The exchange rate to be used for direct farm payments in 2015 has fallen. The rate has been set at €1 = £0.73129 by the European Central Bank, a fall of almost six per cent compared to last year.
The decision affects about 15,400 Scottish famers who choose to receive in sterling support under the Basic Payments Scheme, which has replaced Single Farm Payments in the new Common Agricultural Policy (CAP).
All payments for direct farm payment schemes are set in euros. The conditions on how to convert these amounts into the national currencies of Member States that do not use the euro are set in European Commission Regulations. The regulations allow the European Commission to set in advance the date on which the exchange rate is calculated. For the 2015 scheme year, the rate for all direct payments is calculated on the average of all sterling / Euro exchange rates set daily over September.
In addition, the European Commission is proposing to apply a budgetary control mechanism called financial discipline for a third year, which would mean a further reduction of almost one per cent on all direct payments over €2000. This will be confirmed later in the year.
The Treaty on the Functioning of the European Union states that the annual budget of the EU must comply with the Multiannual Financial Framework (MFF). When it comes to the CAP budget, there is a financial discipline mechanism provided in the current direct payment regulations. If it looks as if the ceiling for direct payments and marketing expenditure is likely to be exceeded, this financial discipline comes into play. The rules say that the European Commission must calculate an adjustment rate.

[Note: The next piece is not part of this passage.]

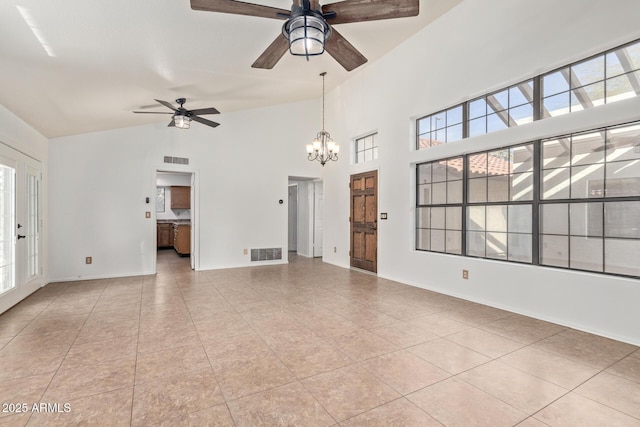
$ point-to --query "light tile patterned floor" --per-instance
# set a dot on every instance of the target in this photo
(306, 344)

The European Commission has proposed a reduction of around 1.4 per cent on all direct payments in excess of €2000 (c.£1,460). Direct payment schemes that would be affected in Scotland are 2015 Basic Payments Scheme and the 2015 Voluntary Coupled Support Schemes for Beef and Sheep farmers.
Financial discipline exists to create a crisis reserve to assist European farmers who might be adversely affected by trading events, such as the recent Russian trade ban. It was activated for the first time in 2013 at a rate of 2.453658 per cent. Standing guidance to farmers on the Basic Payments Scheme, the largest element of direct payments in Scotland, carries the caveat that payments might be reduced if the European Commission invokes the financial discipline.